Once a horizontal well is hydraulically fractured, the next step is to clean up the well by flowing it back to remove water and loosen proppant from the wellbore.

Most shale producers in North America have given little thought to this flowback stage and see it merely as a prelude to the cash-flow generating production stage. However, a few companies have come to realize it represents a valuable opportunity to learn more about their wells in a week or two than their competitors are learning after several months of production.

Essentially, flowback data is a bridge between what happened during a completion and what will happen as hydrocarbons are produced. An important driver shared by all the interested producers is that for the most part, they are already required to record the flowback stage per US and Canadian regulations.

“So arguably, the cost of collecting this data is nil,” said James Crafton, president of consultancy firm Performance Sciences, who has been working with service companies and shale producers on different flowback issues for more than 15 years.

Crafton and others involved in this area have long been trying to convince the shale business that how a well is flowed back is often as important as the completion itself and that by ignoring this maxim, they are leaving money on the table. “It is that simple,” he said. “The frustration for me is that the data is there. We have the data, but nobody has the time or perceives the value to interpret the data.”

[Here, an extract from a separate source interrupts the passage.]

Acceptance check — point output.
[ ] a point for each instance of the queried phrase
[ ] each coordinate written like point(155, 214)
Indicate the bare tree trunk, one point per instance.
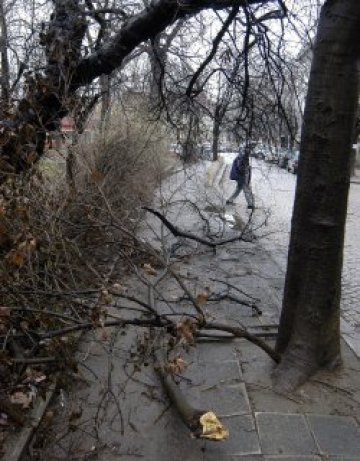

But there are a few outliers crunching the numbers. Companies including Devon Energy are using the early production and flowing pressure data of flowback fluids to establish their production benchmarks. Nexen Energy is among those also using flowback data to quickly screen the effective size of fracture designs, determine key reservoir properties, and to predict long-term production. Ongoing flowback research is looking at the chemical makeup of flowback fluids to see what else can be learned about shale reservoir behavior.